Doubts surround his lack of support for the travel industry during the pandemic and overseeing airport disruption and rail strikes subsequently.
Shapps announced his decision to join multiple runners to become the next PM on Saturday night following Boris Johnson’s resignation, confirming speculation that emerged last week.
He declared himself as “a problem solver with a proven record of delivery” as up to a dozen MPs declared themselves as leadership candidates, with former chancellor Rishi Sunak seen as the frontrunner .
However, Shapps’ stance brought a critical response from the trade.
Mark Swords, from Swords Travel, responded on Twitter:” Deliver? What exactly. Our entire transport system is a mess due to massive neglect and mess you left us in during Covid. Let’s hope you don’t get in, otherwise there will be nothing left of this country.”
Henbury Travel’s Richard Slater agreed, tweeting: “I bet any Tory member connected to airlines, tour operators or travel agents won’t be voting for you. You gave no support what so ever during the pandemic, you shut us down first and we were the last to open up, so I hope Tory members do the same to you.”
Kuoni chief executive Derek Jones said on Twitter: “I think he should have recognised the unique challenges faced by the travel sector during Covid and his failure to respond appropriately are to blame for the current issues.”
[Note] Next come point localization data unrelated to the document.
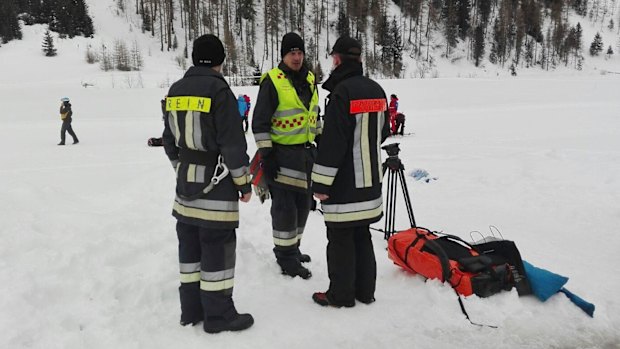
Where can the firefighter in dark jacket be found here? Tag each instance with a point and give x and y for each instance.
(204, 139)
(347, 176)
(284, 126)
(65, 115)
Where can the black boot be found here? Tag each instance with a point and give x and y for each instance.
(304, 258)
(294, 268)
(322, 299)
(237, 323)
(191, 320)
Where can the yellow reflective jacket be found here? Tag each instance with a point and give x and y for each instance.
(292, 122)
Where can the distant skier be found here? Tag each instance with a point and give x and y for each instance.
(243, 103)
(393, 109)
(247, 112)
(400, 124)
(157, 141)
(65, 116)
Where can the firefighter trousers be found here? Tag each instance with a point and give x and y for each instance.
(351, 265)
(66, 127)
(207, 266)
(289, 213)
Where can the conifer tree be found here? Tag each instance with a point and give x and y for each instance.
(9, 26)
(478, 44)
(48, 44)
(597, 45)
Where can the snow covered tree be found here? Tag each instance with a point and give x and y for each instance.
(136, 57)
(257, 75)
(91, 57)
(343, 22)
(597, 45)
(105, 62)
(9, 26)
(122, 60)
(478, 44)
(397, 48)
(48, 44)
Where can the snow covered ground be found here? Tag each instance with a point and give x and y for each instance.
(88, 247)
(88, 253)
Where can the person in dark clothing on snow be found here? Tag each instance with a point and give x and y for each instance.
(203, 138)
(393, 109)
(65, 116)
(400, 124)
(347, 176)
(284, 126)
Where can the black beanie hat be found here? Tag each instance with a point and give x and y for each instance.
(208, 51)
(348, 46)
(291, 42)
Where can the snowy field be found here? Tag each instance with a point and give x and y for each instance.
(88, 254)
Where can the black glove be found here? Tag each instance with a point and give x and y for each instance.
(269, 163)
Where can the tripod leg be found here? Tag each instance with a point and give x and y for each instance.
(389, 212)
(401, 175)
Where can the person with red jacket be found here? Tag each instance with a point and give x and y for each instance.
(393, 110)
(247, 112)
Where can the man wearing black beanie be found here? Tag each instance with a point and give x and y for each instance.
(285, 126)
(203, 138)
(347, 176)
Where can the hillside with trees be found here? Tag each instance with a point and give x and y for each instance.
(401, 38)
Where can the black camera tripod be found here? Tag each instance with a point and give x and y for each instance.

Separately, the head of one of the country’s leading airline services companies said prime ministerial hopefuls Sunak and Shapps should share the blame for the delays and cancellations at airports this summer.
Philipp Joeinig, chief executive of Menzies Aviation, which provides check-in services, baggage handling and refuelling for carriers such as easyJet, American Airlines and Delta, argued that the staff shortages affecting the industry were “predictable and preventable”.
Brexit had a big negative impact by cutting the available pool of employees and was exacerbated by the government’s decision to refuse to intervene to stop huge job losses in the industry after the end of the furlough support programme, Joeinig wrote in The Times.
Sunak, as chancellor, declined to treat the aviation industry as a special case and Shapps refused requests from the sector.
Tens of thousands of flights from the UK are being cancelled this summer after months of disruption at UK airports because of staff shortages as the country emerges from pandemic travel restrictions.
Airlines, airports and ground handling companies have all complained of not being able to bring staffing back to previous levels as the pandemic subsided, compounded by delays in getting security clearance for new workers.
Joeinig urged action to solve staff shortages at airports and said: “We call on the UK government to recognise aviation as a special case, allowing the sector during this unique time to recruit from a wider pool of candidates beyond the UK, by adding aviation workers to the shortage occupation list.
“The present travel disruption is not because of a single point of failure, with staffing issues affecting the whole market. Not only was this predictable, it was also preventable.
“Brexit had a big negative impact, reducing the available pool of employees. This was compounded during the pandemic, with the British aviation sector suffering huge job losses once furlough schemes ended before the easing of travel restrictions, and with many of these people lost to the industry.”